Parallel, long-range, and scales — it replaced RNNs.
LLMs (L22)
Autoregressive: \(\prod_t p(x_t\mid x_{<t})\), next-token cross-entropy, at scale.
Fine-tuning (SFT) then alignment (RLHF / DPO — the RL of L15).
In-context learning; systems: agents, tools, RAG .
Generative AI: diffusion & multimodal
Diffusion (L23)
Fixed forward noising; learned reverse denoiser \(\varepsilon_\theta(x_t,t)\).
Loss \(\lVert\varepsilon - \varepsilon_\theta(x_t,t)\rVert^2\); sample noise → image.
Latent diffusion + guidance → text-to-image.
Families & multimodal
Autoregressive / VAE / GAN / diffusion — different ways to model \(p(x)\).
VAE: ELBO + reparameterization.
CLIP ties images and text in one embedding space.
Notation cheat sheet
Symbols that recur across the four modules. Watch for the two collisions on the right.
Symbol Meaning First seen
\(\gamma\) Discount factor for future rewards L13 (MDPs)
\(\pi\), \(\pi^\star\) Policy / optimal policy L12–L15
\(V(s),\ Q(s,a)\) State / state-action value functions L13–L15
\(H(p),\ IG\) Entropy / information gain (\(IG = H_{\text{before}} - H_{\text{after}}\)) L6 (entropy) · L18 (IG)
\(\Sigma\) Covariance matrix (PCA) L17
\(Q,K,V\) Query / key / value in attention L21
\(\varepsilon_\theta\) Noise-prediction network (diffusion) L23
\(\alpha\) RL TD step size (L15); learning rate in SGD (L20) — different meanings L15 / L20
\(\varepsilon\) Exploration prob in \(\varepsilon\)-greedy (L15); vs the noise variable \(\varepsilon\) in diffusion (L23) L15 / L23
Worth a row on your two-sided study sheet.
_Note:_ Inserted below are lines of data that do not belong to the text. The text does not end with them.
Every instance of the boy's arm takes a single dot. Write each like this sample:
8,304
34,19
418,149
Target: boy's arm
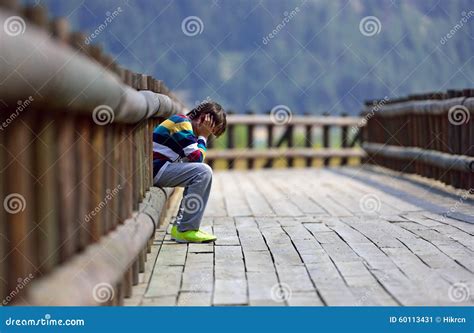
193,148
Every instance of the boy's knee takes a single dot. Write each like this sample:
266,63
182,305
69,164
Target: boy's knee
203,172
206,170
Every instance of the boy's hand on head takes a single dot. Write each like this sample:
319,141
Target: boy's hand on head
205,126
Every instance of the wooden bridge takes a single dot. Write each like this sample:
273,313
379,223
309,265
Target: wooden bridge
320,210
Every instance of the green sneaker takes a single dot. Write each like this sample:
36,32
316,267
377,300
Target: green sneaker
174,232
192,236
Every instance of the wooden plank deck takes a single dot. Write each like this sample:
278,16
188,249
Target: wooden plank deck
342,236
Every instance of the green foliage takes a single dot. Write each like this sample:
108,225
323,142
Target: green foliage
318,62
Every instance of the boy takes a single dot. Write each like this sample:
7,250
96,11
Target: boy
183,138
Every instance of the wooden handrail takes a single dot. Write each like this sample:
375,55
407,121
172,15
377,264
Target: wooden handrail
431,135
75,163
260,119
302,124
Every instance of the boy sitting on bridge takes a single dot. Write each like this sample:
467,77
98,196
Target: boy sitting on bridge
183,138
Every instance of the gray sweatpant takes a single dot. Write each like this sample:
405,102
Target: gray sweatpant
196,178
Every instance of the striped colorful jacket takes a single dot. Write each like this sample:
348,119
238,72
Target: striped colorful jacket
174,141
How it fits together — and where it's going
Modern AI systems compose everything in this course: search + planning, probabilistic reasoning, decision-making under uncertainty, and deep learning — wrapped around large pretrained models.
Agents LLMs that plan, call tools, and act — search & decisions, revisited.
Tool builders Turning powerful models into reusable, specialized neural software (my programasweights direction).
Generative UIs Interactive world models like NeuralOS — systems you generate, not just program.
Want more? CS480/680 (ML) and CS485 go deeper; research is moving fast.
Final exam — logistics
What to bring
Non-programmable calculator.
One two-sided A4 study sheet (handwritten or typed).
Format (tentative)
~8 problems across all four modules; ~84 marks (76+ = 100%); pass at 42.
L21–L23 (transformers / LLMs / diffusion) examinable at the conceptual level — no heavy derivations.
Exact details confirmed on the course page before exam day.
Thanks for a great term — good luck on the final!